Search code examples
jsonamazon-redshiftregexp-replace

How can i replace JSON values in Redshift?


I have a JSON array in my redshift table which has True/False/None values. Now since JSON only accepts lower case values and don't accept None, I want to convert those values into lower case true/false/null values. Bearing in my mind my JSON array has some keys whose values also contain the name True.

Example :

[{"id": 20198, "name": "True Ventures", "path": "true_ventures", "type": "Fund", "lead": False}, {"id": 324746, "name": "XXX", "path": "XXX", "type": "Investor", "url": "XXX", "image": "XXX", "lead": False}]

[{"id": 20198, "name": "True Ventures", "path": "true_ventures", "type": "Fund", "lead": True}, {"id": 324746, "name": "XXX", "path": "XXX", "type": "Investor", "url": "XXX", "image": "XXX", "lead": True}]

[{"id": 20198, "name": "True Ventures", "path": "true_ventures", "type": "Fund", "lead": None}, {"id": 324746, "name": "XXX", "path": "XXX", "type": "Investor", "url": "XXX", "image": "XXX", "lead": None}]

Now, I want to replace the False/True/None values occurrences across the entire JSON array wherever there is a True, False, None values. (in this case for the lead key and not the name and path of the company). I am currently using

case
       when column_name ilike ('%True%') then regexp_replace(replace(column_name, '\'', '"'), 'True', 'true')
       when column_name ilike ('%False%')then regexp_replace(replace(column_name, '\'', '"'), 'False', 'false')
       when column_name ilike ('%None%') then replace(replace(column_name,'\'','"'),'None','"None"')
       end as column_name

Please let me know what would be the right way to use the regexp_replace ?

Thanks!


Solution

  • Since this is json-like text a few assumptions can be made - that these keywords will always follow a colon (not in a list) and that colons won't appear in a field name. Also it is likely, but you will need to confirm, that a colon won't appear in a data value followed by one of these keywords AND that these keywords will follow a colon by only one space character. If this is all true then the change should be straight forward to make.
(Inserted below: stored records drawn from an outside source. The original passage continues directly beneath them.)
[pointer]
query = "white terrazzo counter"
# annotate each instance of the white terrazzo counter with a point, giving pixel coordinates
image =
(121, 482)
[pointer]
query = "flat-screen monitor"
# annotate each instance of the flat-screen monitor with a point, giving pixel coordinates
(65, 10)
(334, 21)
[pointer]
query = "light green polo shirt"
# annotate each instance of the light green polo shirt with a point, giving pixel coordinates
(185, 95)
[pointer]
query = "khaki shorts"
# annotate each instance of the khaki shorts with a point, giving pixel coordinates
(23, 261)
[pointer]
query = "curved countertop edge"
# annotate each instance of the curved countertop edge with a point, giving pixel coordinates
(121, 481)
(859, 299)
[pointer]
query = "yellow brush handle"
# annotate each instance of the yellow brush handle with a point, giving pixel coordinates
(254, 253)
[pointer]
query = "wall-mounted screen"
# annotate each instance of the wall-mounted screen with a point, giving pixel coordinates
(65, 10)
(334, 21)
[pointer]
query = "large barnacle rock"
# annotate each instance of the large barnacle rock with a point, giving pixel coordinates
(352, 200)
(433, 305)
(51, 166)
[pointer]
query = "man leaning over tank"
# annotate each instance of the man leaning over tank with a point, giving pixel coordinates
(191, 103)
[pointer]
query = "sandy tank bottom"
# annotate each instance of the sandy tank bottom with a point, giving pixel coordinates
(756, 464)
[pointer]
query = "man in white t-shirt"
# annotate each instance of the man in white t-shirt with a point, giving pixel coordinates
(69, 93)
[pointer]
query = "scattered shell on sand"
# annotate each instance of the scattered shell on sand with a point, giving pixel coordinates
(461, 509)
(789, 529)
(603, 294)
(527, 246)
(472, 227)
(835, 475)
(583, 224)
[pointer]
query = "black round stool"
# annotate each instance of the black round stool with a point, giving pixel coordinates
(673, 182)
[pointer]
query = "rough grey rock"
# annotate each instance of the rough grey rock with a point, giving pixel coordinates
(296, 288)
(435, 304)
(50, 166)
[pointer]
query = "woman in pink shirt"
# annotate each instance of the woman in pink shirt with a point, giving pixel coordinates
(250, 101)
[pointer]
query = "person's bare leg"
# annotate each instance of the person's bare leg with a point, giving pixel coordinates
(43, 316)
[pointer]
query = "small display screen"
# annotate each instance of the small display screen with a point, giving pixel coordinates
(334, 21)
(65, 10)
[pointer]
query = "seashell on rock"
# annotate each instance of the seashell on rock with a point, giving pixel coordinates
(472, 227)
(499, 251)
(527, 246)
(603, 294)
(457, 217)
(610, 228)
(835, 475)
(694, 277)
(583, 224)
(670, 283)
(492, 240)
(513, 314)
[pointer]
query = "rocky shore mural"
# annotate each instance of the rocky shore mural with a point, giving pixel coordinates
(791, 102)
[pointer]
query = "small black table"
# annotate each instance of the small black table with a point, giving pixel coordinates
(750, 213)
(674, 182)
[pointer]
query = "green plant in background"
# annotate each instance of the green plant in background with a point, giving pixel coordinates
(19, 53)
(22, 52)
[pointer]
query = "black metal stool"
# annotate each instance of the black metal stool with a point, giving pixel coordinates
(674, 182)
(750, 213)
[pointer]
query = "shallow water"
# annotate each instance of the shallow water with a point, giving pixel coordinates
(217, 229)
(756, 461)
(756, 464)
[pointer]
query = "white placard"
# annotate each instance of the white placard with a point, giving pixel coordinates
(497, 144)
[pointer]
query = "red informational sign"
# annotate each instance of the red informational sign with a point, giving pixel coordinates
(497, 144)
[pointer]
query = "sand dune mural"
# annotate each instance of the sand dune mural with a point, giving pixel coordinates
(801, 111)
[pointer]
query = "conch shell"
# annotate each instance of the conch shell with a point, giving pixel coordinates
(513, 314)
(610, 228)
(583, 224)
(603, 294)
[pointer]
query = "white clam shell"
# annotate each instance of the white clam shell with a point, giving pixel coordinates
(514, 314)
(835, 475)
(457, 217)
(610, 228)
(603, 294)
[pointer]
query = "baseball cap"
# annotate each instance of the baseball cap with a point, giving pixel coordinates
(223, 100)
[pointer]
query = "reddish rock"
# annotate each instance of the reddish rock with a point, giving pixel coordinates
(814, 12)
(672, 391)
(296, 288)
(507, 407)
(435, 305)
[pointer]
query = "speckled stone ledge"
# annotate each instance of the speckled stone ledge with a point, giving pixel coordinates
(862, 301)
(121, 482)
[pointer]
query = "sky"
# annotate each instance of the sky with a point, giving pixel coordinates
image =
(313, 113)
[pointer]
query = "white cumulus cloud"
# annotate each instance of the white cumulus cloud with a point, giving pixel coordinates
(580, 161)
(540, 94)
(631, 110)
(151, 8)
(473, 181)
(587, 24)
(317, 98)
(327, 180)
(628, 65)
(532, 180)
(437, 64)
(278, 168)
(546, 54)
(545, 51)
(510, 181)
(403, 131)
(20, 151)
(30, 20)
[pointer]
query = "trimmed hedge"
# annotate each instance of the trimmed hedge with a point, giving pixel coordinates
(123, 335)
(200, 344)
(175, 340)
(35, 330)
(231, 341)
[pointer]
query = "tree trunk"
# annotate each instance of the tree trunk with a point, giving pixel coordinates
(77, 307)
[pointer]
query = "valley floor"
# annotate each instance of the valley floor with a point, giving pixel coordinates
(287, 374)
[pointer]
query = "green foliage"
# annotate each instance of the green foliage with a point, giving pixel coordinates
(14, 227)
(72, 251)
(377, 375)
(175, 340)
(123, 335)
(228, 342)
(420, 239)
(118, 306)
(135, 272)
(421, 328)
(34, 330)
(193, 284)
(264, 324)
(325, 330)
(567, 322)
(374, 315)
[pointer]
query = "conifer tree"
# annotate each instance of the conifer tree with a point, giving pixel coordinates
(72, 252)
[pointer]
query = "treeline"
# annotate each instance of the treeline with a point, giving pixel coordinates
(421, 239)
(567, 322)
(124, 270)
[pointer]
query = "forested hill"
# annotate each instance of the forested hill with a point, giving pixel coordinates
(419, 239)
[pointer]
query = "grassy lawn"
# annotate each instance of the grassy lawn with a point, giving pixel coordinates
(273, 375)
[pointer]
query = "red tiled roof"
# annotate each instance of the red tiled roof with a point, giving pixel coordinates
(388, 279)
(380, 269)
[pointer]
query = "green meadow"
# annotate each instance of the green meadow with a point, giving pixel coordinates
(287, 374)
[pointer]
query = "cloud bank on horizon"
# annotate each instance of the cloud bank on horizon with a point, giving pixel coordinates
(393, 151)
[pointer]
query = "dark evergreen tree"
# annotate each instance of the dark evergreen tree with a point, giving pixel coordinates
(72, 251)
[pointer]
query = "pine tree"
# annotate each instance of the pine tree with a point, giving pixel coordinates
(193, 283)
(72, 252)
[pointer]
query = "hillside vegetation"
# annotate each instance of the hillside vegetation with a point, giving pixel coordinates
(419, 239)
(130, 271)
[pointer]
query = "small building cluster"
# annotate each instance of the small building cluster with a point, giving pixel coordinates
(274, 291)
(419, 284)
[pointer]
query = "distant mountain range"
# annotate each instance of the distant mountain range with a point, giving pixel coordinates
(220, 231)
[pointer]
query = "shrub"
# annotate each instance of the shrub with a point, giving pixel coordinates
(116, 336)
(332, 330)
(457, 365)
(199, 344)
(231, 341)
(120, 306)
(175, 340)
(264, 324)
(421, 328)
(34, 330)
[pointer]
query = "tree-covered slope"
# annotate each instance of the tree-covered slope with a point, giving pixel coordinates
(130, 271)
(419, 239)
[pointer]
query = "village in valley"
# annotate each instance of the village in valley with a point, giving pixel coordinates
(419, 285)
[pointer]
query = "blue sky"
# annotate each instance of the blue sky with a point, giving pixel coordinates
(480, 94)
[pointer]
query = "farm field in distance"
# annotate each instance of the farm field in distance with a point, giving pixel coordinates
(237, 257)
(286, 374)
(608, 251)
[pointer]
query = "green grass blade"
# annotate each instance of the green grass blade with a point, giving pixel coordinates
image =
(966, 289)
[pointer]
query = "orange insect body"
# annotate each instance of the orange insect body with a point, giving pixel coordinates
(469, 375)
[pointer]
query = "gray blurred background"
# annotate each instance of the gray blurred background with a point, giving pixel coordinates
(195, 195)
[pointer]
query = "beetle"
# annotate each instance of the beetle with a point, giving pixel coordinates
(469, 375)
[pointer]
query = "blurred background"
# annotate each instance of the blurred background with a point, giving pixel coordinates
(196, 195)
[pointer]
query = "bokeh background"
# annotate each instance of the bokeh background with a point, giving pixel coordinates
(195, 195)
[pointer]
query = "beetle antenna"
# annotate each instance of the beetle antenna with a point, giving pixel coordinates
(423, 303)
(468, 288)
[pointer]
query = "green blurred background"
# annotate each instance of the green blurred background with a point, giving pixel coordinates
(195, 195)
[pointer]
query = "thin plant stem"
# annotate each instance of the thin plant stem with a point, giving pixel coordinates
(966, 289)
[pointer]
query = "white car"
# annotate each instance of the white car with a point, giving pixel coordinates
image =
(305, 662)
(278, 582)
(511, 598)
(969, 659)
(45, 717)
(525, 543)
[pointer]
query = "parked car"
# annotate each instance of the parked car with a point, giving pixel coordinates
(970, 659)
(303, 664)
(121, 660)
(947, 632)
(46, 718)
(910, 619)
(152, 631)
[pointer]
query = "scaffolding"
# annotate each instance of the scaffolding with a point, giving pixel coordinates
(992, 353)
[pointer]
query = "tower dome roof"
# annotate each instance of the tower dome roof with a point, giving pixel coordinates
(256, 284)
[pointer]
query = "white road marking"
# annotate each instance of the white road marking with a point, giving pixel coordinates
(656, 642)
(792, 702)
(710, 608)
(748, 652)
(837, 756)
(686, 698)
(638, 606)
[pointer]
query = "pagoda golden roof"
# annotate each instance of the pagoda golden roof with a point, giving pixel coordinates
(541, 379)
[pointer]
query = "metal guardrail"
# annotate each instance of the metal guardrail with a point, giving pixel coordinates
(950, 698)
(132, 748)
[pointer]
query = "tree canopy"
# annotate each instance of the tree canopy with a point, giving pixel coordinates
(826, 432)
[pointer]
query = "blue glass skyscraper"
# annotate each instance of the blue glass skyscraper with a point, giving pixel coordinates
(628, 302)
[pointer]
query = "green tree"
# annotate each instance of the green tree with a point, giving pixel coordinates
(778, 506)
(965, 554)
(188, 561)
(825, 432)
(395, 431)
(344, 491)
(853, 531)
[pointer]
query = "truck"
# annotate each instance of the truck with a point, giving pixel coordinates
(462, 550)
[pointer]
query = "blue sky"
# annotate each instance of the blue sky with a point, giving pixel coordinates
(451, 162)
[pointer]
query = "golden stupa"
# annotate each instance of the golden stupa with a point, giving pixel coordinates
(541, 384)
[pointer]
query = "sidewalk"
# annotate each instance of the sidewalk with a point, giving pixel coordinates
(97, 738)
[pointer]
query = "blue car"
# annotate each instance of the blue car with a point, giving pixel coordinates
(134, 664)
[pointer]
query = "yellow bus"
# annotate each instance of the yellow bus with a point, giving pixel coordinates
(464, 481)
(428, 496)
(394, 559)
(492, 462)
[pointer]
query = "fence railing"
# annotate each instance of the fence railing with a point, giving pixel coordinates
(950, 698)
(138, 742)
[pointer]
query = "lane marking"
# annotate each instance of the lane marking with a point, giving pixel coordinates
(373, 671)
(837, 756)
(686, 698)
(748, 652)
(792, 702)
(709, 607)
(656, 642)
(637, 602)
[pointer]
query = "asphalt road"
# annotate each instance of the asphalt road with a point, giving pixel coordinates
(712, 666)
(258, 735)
    Just replace ': True' with ': true'. The same holds for the other keywords. Your case statement is in error as it will only allow for one keyword to be replaced per row of text which isn't true for you example data. So as an untested example of what this will look like:

    Select replace(replace(replace(column_name, ': True', ': true'),
                ': False', ': false'),
                ': None', ': null') as column_name 
    from table_name;
    

    If a more general purpose approach is needed then sample data of the concerning corner-cases will be needed.